FCS teams Villanova and Georgetown, who are already Big East members in basketball, should move up to the FBS and join the Big East for football.
Villanova can make the jump, and the Wildcats won the FCS National Championship last season. They would be a middle-of-the-pack team right away while Georgetown would take some time to develop its program.
Next, the Big East must give Notre Dame an ultimatum—either join the Big East for football, or leave the conference altogether.
Then, they should get back Boston College. This would let the Big East take back the Boston TV market from the ACC.
I'm not sure how cool BC would be with this idea, but if they were guaranteed more money in the Big East (something they could get if the conference expands to 12 teams), they would join. This would especially be true if Notre Dame agreed to join.
If Notre Dame doesn't agree to join the Big East, they should invite the University of Maryland. Maryland has been in Big East expansion conversation before and would provide more D.C. market revenue (they already have an established fan base).
If BC and Maryland were to be invited at the same time, with Georgetown and Villanova already in the Big East, it is very likely that both teams would join. Especially since the ACC is at a decline in both football and basketball.
Maryland and BC are already in the ACC. Although most people are either uneducated about ACC-Big East inter-conference games or don't want to admit that the Big East has dominated ACC teams in the recent years, the Big East has clearly proven to be a better football and basketball conference.

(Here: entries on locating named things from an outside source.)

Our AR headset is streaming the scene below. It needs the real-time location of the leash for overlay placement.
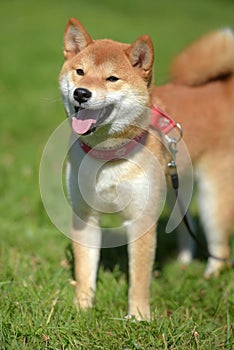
[151,105,234,267]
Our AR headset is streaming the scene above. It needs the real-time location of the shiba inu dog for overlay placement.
[59,18,234,319]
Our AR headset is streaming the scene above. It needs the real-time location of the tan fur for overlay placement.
[59,18,234,319]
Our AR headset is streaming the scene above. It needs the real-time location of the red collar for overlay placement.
[79,105,176,161]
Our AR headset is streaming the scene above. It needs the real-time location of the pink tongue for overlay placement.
[72,117,96,135]
[72,110,98,135]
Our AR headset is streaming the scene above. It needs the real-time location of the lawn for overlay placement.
[0,0,234,350]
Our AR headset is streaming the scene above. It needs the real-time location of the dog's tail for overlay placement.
[171,28,234,86]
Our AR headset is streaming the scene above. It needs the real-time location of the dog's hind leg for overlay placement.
[128,225,156,320]
[197,151,234,277]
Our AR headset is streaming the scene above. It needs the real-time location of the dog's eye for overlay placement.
[76,68,84,76]
[106,75,119,83]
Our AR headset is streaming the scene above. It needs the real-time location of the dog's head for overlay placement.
[59,18,154,135]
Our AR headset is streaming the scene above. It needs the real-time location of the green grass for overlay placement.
[0,0,234,350]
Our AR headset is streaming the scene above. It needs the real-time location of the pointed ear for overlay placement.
[64,18,92,59]
[126,35,154,80]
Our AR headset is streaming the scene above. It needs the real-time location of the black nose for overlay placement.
[73,88,92,103]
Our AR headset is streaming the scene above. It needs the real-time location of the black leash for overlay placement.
[168,165,234,267]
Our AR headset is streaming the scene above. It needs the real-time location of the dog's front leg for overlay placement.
[73,213,101,309]
[128,225,156,320]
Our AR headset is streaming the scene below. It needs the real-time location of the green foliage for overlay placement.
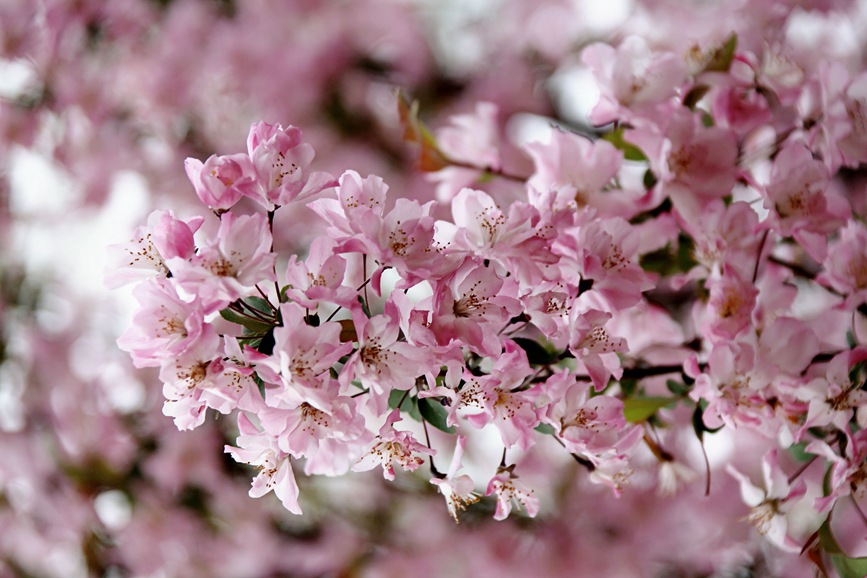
[704,32,738,72]
[623,396,678,423]
[602,127,647,161]
[388,389,422,421]
[819,514,867,578]
[417,397,455,434]
[512,337,557,366]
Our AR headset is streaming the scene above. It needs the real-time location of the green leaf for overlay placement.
[512,337,557,365]
[819,514,845,556]
[789,442,816,462]
[692,404,725,434]
[602,127,647,161]
[665,379,692,397]
[388,389,422,421]
[830,554,867,578]
[818,514,867,578]
[704,32,738,72]
[683,84,710,110]
[220,307,273,334]
[620,379,638,398]
[418,397,455,433]
[623,396,677,423]
[535,423,557,436]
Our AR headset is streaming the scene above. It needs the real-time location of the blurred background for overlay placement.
[0,0,867,578]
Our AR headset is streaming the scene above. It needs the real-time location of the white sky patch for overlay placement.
[573,0,634,35]
[548,63,599,124]
[0,59,36,100]
[93,490,132,530]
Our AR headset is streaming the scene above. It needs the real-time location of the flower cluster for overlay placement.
[110,25,867,563]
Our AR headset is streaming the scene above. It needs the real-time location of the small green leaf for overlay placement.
[418,397,455,433]
[620,379,638,398]
[789,442,816,462]
[692,404,725,441]
[220,307,273,335]
[683,84,710,110]
[704,32,738,72]
[602,127,647,161]
[623,396,677,423]
[512,337,557,365]
[388,389,422,421]
[831,554,867,578]
[535,423,557,436]
[665,379,692,397]
[819,514,843,554]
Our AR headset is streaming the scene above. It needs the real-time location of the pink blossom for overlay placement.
[817,221,867,307]
[184,153,256,211]
[726,449,807,552]
[453,340,541,450]
[430,436,479,523]
[352,409,436,480]
[765,142,850,261]
[581,36,686,126]
[168,213,276,314]
[569,307,627,391]
[256,302,352,388]
[430,259,520,355]
[525,129,623,210]
[105,211,204,289]
[485,465,539,520]
[704,264,759,342]
[553,213,654,310]
[226,413,301,514]
[117,277,205,367]
[247,122,337,210]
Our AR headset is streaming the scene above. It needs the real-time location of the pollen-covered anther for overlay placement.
[744,500,780,536]
[602,243,626,271]
[208,259,236,277]
[127,233,169,275]
[177,361,210,390]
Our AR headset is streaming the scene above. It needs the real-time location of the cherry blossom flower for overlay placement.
[352,409,436,480]
[765,143,849,261]
[581,36,686,126]
[117,277,205,367]
[430,436,480,524]
[726,449,807,552]
[226,413,301,514]
[105,211,204,289]
[485,465,539,520]
[168,213,276,314]
[184,153,256,211]
[247,122,337,210]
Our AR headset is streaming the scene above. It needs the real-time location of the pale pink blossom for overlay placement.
[485,465,539,520]
[168,213,276,314]
[226,412,301,514]
[352,409,436,480]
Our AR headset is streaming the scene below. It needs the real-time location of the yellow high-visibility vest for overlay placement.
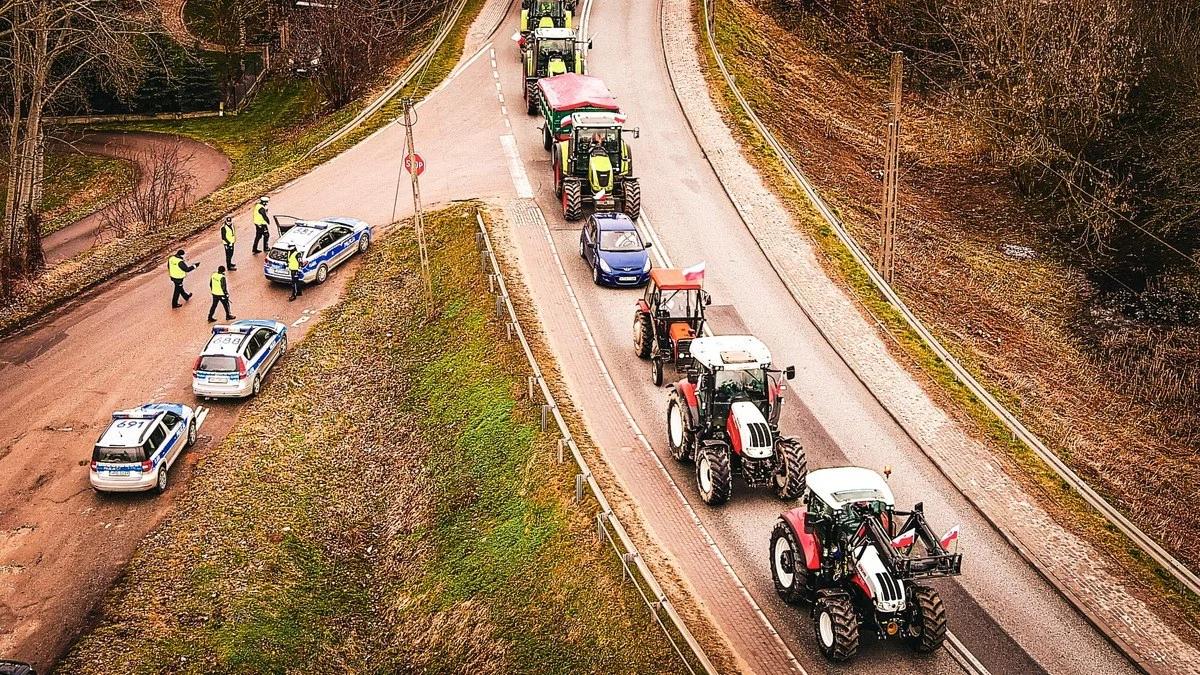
[167,256,187,279]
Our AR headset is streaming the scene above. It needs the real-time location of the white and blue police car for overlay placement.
[263,217,372,283]
[192,319,288,399]
[89,404,201,494]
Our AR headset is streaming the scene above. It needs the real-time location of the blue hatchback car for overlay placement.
[580,213,650,286]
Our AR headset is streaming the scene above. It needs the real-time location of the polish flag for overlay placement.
[940,525,959,549]
[892,530,917,549]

Wouldn't they want to go to a school that would be even better at footballl?
ABC wouldn't have to travel as far for away games. This would cost the Eagles less and would help with recruiting.
Also, Rutgers and Maryland have become pseudo-rivals in the recent years and this could be a great rivalry in the making if Maryland improves its football team.

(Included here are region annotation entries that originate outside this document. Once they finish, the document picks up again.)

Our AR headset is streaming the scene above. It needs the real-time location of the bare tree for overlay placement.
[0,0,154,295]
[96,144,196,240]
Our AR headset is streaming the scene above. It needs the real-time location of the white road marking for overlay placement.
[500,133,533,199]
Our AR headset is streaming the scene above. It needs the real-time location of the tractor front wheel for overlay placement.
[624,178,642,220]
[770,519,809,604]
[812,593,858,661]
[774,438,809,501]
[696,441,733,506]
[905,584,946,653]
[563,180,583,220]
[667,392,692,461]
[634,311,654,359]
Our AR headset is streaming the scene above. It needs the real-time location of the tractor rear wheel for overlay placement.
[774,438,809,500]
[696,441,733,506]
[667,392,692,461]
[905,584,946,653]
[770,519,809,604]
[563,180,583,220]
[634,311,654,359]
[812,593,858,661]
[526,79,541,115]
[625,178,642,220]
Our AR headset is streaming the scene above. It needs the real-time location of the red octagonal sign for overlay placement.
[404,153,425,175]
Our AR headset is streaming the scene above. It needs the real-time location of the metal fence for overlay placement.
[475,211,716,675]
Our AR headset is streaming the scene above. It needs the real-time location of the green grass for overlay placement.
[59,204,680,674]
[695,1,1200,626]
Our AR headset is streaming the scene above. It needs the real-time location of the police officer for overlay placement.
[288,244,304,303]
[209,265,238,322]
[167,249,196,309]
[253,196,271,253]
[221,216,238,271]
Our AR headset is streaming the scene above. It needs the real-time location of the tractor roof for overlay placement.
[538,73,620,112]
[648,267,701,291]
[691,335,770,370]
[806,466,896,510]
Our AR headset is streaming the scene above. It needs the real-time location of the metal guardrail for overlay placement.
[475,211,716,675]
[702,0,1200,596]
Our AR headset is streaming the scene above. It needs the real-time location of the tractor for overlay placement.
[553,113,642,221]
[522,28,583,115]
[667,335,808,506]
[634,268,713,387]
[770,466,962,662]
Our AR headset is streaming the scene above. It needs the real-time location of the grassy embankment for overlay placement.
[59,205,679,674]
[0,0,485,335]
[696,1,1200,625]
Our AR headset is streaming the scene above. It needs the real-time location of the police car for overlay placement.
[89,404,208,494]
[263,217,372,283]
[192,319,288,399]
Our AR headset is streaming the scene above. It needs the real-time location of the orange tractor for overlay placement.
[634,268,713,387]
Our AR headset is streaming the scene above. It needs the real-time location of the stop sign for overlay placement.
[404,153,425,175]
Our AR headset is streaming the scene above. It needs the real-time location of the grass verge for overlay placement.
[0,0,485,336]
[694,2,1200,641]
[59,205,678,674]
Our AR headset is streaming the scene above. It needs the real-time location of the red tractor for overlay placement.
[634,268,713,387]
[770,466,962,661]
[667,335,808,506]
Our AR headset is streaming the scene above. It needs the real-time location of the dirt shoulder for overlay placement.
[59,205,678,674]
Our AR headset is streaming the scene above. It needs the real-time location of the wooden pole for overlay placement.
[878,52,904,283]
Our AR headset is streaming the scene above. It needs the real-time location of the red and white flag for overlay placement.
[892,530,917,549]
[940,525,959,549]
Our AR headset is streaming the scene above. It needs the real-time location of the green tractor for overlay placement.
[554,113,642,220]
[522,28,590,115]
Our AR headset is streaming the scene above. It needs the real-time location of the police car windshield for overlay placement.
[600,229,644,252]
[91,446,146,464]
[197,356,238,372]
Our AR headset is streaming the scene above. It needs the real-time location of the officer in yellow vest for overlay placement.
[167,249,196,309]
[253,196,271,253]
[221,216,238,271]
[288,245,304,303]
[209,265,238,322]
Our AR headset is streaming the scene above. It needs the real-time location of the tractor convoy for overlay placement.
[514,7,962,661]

If Maryland or BC declines, invite UCF. Yes, it's a mid-major with little research rep and is not an AAU member, but it's a program that would improve by being in the Big East.
Plus it has the Orlando market, which has no major sports besides the Orlando Magic. This would also improve the USF-UCF rivalry.

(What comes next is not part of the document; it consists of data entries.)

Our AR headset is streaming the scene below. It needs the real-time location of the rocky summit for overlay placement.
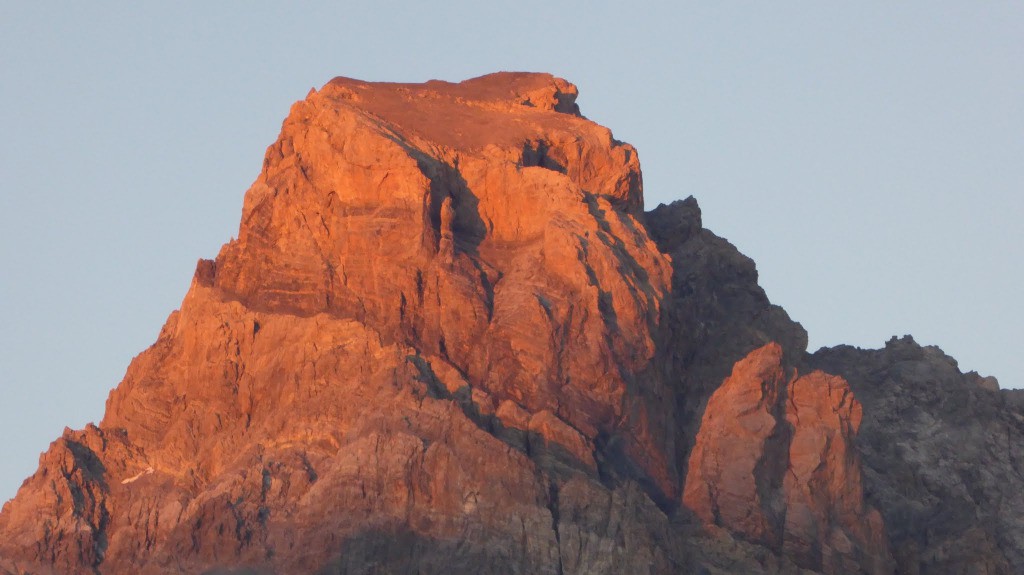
[0,74,1024,575]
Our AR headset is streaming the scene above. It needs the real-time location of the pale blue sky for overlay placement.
[0,0,1024,501]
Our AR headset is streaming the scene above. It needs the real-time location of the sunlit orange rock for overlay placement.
[0,73,1024,575]
[683,344,893,573]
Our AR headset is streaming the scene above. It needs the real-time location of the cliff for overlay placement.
[0,74,1024,574]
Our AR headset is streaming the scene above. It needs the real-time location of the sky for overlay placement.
[0,0,1024,501]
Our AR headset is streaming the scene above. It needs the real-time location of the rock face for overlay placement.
[0,74,1024,574]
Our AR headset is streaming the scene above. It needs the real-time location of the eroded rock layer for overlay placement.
[0,74,1024,574]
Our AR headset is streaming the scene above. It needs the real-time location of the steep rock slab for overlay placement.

However, if BC and Notre Dame join, the basketball conference would have 17 teams. How would they fix this problem?
Well, it would be very easy.
Kick out Depaul!
The Blue Demons have been the Big East bottom dwellers for several years, generate little revenue, and since they're in Chicago, they make the least sense geographically of any of the teams.
If Notre Dame doesn't join and Maryland is added, the Big East could kick out Depaul and one other team, most likely Providence.
Although Providence is a perennial NCAA tournament bubble team and middle of the pack Big East team, the Friars seem to be the odd-team out in the equation.
Either them or St. Johns if you disregard their basketball history.
With this plan, the Big East would have 12 teams for football and 16 for basketball. All rivalries are still in place within the divisions.
The new Big East in football (With Notre Dame):
East Division: BC/Maryland, Syracuse, Rutgers, UConn, Villanova, Georgetown
West Division: West Virginia, Pitt, USF, Notre Dame, Cincinnati, Louisville
Big East (Without Notre Dame instead Maryland/BC):
East Division: BC, Rutgers, UConn, Villanova, Georgetown, Maryland
West Division: Pitt, West Virginia, Syracuse, USF, Cincinnati, Louisville
If UCF is added in place of BC or Maryland, the divisions in the Notre Dameless plan would be the same except for Syracuse, which would be in the East Division while UCF would be put in the West Division.
This plan expands the Big East to twelve teams, without forfeiting the quality of the conference. It would abide by all the BCS ideals and stop the Big East haters and BCS voters who plan to strip the Big East of its automatic qualification.
It also would put the Big East back on the map as a college football power that has more BCS power than the Big XII and the ACC.
If Notre Dame does join, as well as three more of these teams, the Big East could potentially gain even more revenue, success and more of a fan base, which could lead to a new power conference that could maybe even rival the SEC.